What is a Recession? | Ask an Economist
Understanding Recessions
Introduction to Recessions
- Sandile from the IMF introduces the second episode of the "Ask An Economist" series, focusing on recessions and addressing viewer questions.
- The discussion begins with defining a recession and its relation to the business cycle, which includes periods of economic expansion and contraction.
Defining a Recession
- A recession is characterized as a significant downturn in economic activity that affects stability and well-being.
- A common definition used by economists is two consecutive quarters of declining Gross Domestic Product (GDP), which measures an economy's size through total goods and services produced.
- While GDP is a key indicator, it has limitations; it can be revised significantly, prompting countries to consider various other indicators like personal income and unemployment rates.
Causes of Recessions
- Predicting recessions is complex due to multiple potential causes, both domestic (internal factors) and external (global influences).
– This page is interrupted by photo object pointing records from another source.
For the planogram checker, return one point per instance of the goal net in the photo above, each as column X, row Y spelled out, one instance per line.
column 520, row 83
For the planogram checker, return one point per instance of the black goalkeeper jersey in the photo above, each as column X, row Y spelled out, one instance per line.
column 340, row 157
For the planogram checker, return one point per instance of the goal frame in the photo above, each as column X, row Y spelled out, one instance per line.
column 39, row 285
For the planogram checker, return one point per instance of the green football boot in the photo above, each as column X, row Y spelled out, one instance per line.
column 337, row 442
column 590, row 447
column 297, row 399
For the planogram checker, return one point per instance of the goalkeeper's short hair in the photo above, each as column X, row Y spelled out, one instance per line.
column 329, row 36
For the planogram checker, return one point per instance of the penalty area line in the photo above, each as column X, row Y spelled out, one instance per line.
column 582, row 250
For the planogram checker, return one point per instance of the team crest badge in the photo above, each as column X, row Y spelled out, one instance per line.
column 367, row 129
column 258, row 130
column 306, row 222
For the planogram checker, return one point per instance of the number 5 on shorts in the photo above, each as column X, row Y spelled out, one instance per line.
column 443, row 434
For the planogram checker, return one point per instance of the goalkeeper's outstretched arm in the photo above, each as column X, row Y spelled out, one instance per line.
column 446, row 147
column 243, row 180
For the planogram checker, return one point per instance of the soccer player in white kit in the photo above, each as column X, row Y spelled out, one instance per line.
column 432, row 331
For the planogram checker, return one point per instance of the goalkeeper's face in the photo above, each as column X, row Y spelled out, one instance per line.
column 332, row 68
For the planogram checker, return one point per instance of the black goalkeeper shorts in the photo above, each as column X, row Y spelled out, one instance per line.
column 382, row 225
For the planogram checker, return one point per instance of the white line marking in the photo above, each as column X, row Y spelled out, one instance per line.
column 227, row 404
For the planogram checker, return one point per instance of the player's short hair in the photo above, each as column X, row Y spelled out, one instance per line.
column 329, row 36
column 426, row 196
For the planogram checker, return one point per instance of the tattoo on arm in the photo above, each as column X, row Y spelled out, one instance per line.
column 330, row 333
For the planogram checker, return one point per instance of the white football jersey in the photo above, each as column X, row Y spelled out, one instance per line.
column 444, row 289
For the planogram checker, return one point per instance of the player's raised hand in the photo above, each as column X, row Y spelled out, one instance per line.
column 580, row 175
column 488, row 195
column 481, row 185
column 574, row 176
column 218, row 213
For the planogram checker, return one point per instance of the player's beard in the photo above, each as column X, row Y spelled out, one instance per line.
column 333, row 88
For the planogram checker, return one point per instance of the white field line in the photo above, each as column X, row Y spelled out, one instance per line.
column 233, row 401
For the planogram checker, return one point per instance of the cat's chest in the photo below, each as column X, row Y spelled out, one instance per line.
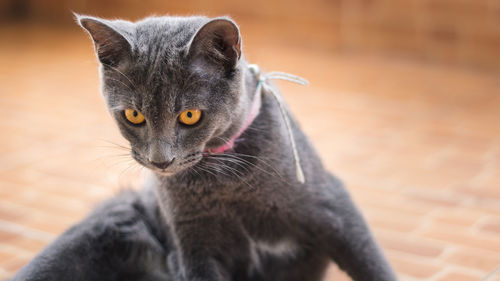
column 263, row 251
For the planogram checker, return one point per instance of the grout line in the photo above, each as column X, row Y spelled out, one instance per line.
column 26, row 231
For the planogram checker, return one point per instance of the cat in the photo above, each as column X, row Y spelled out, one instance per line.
column 242, row 192
column 124, row 238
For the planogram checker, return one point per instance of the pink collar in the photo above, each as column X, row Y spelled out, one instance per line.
column 254, row 111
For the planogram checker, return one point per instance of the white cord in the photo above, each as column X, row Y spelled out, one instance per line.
column 262, row 84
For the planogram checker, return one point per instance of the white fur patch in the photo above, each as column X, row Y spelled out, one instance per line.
column 285, row 248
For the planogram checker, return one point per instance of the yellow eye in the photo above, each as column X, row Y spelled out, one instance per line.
column 190, row 117
column 134, row 116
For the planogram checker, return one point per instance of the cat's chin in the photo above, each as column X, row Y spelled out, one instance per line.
column 163, row 173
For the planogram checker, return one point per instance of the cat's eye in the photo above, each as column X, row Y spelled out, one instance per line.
column 134, row 116
column 190, row 117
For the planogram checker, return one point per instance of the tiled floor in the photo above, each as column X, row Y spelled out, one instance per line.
column 417, row 144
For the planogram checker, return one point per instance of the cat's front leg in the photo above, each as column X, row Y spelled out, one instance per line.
column 349, row 241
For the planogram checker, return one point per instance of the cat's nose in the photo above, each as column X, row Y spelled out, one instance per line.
column 162, row 165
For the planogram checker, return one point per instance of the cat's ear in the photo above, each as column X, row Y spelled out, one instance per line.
column 219, row 42
column 111, row 47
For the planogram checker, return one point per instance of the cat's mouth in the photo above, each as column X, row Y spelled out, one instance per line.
column 169, row 168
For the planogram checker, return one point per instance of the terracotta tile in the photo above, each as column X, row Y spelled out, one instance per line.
column 456, row 276
column 475, row 259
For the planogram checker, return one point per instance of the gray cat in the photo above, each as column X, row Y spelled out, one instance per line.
column 228, row 159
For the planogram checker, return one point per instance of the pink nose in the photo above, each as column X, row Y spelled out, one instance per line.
column 162, row 165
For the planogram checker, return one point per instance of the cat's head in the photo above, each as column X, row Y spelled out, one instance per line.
column 175, row 85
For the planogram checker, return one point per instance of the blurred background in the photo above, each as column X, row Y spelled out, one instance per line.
column 404, row 106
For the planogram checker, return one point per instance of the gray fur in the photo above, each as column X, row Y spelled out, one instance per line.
column 239, row 215
column 218, row 205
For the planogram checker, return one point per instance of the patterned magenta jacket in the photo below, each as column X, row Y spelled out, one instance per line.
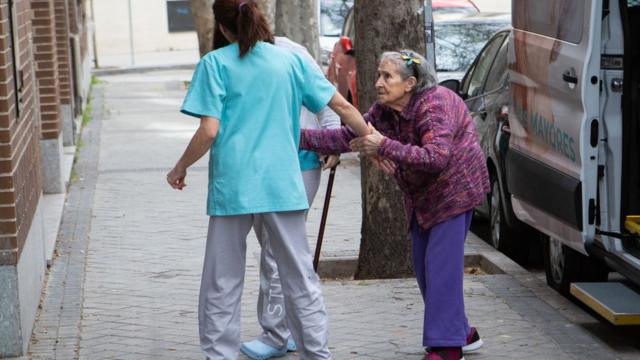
column 440, row 166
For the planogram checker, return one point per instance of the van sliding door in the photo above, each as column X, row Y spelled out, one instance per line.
column 552, row 160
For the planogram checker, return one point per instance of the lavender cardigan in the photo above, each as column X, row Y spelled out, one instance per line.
column 440, row 166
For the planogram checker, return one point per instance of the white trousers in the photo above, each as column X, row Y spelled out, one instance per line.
column 271, row 306
column 223, row 281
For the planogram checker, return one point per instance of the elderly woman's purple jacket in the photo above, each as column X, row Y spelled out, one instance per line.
column 440, row 166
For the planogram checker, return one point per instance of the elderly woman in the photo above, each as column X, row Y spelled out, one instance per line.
column 423, row 134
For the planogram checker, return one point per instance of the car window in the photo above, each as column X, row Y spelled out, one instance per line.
column 472, row 85
column 458, row 43
column 332, row 14
column 559, row 19
column 498, row 72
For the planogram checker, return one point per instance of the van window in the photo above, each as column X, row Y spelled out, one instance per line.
column 559, row 19
column 498, row 72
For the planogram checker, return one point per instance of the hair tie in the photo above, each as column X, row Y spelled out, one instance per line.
column 410, row 59
column 242, row 4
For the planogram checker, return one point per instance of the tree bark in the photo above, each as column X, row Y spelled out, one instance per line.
column 385, row 248
column 203, row 18
column 268, row 8
column 298, row 20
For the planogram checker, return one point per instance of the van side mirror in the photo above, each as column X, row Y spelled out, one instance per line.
column 347, row 45
column 451, row 84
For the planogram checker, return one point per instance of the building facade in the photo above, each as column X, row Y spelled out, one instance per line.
column 44, row 61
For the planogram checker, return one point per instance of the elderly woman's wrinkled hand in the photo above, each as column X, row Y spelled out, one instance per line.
column 367, row 145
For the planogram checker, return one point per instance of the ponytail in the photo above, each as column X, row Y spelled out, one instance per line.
column 245, row 20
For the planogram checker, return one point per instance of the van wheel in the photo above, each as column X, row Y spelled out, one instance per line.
column 564, row 265
column 501, row 233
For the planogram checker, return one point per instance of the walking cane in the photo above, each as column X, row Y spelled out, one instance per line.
column 323, row 220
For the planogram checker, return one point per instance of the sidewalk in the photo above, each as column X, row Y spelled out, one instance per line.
column 126, row 282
- External factors may include supply shortages or delays in critical goods such as gas or semiconductors, hindering production capabilities.
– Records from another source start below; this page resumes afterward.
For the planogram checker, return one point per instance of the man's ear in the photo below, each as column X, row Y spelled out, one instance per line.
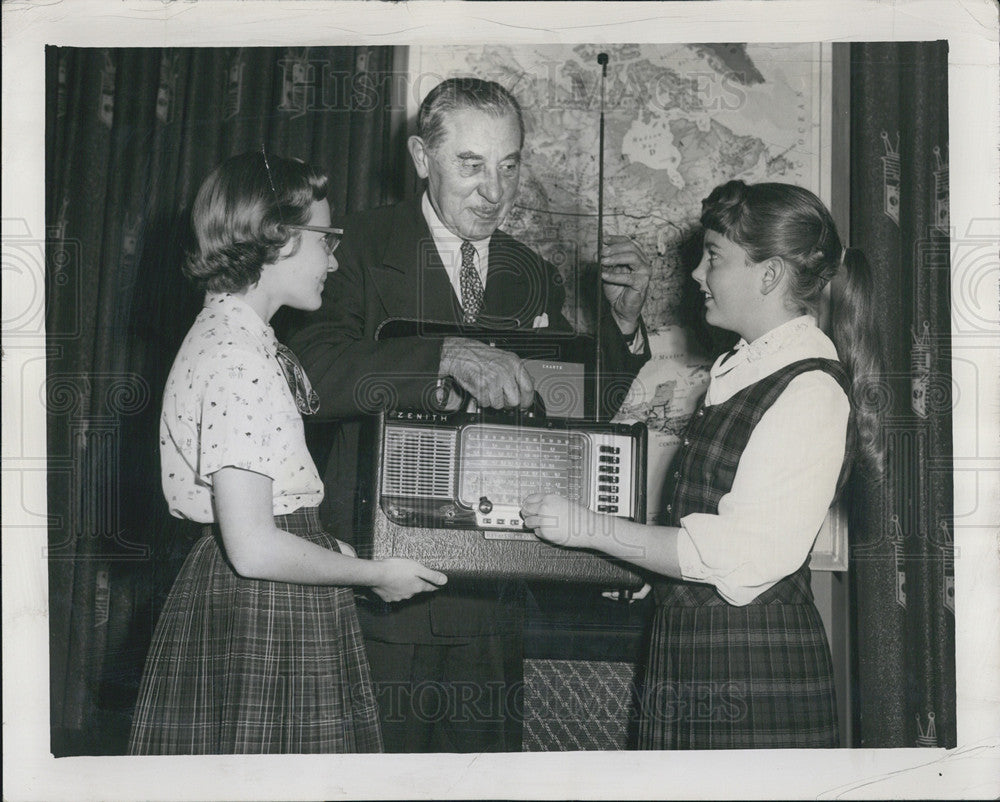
column 774, row 273
column 419, row 153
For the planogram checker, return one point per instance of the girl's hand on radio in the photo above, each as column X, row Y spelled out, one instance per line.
column 561, row 521
column 401, row 578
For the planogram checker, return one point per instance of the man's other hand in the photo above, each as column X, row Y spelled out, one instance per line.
column 495, row 378
column 625, row 272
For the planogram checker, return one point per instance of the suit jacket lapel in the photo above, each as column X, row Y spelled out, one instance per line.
column 510, row 299
column 411, row 280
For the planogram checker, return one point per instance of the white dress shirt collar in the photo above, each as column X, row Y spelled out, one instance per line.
column 449, row 248
column 799, row 338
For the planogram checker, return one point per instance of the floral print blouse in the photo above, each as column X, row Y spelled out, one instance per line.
column 227, row 403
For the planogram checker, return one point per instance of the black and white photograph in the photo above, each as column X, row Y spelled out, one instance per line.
column 501, row 400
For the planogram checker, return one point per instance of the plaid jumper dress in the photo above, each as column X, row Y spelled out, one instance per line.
column 249, row 666
column 721, row 676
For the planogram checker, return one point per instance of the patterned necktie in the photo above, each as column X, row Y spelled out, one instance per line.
column 306, row 399
column 472, row 286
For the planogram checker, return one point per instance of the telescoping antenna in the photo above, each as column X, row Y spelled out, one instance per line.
column 602, row 59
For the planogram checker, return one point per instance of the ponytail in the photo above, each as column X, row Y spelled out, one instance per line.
column 857, row 337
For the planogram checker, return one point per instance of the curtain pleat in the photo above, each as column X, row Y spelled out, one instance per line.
column 901, row 555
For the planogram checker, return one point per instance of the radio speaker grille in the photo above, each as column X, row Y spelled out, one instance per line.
column 419, row 462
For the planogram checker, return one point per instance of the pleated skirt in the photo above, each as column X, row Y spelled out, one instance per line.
column 725, row 677
column 246, row 666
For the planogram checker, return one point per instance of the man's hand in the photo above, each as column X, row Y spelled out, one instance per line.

- Domestically, risky borrowing practices can lead households into debt they cannot manage, affecting financial markets and leading to broader economic issues.
Impacts of Recessions
- Businesses typically experience reduced sales and profits during recessions, resulting in decreased investment in hiring.
- Workers face job scarcity and lower wages; underemployment becomes prevalent where individuals work part-time or in unsuitable roles.
- Families are affected by reduced spending power for essentials like food, education, and healthcare during economic downturns.
- The impact varies across populations; vulnerable groups often suffer the most severe consequences during recessions.
Government Responses to Recessions
- Governments have several tools at their disposal to mitigate recession impacts. They can implement policies aimed at reducing risky borrowing behaviors.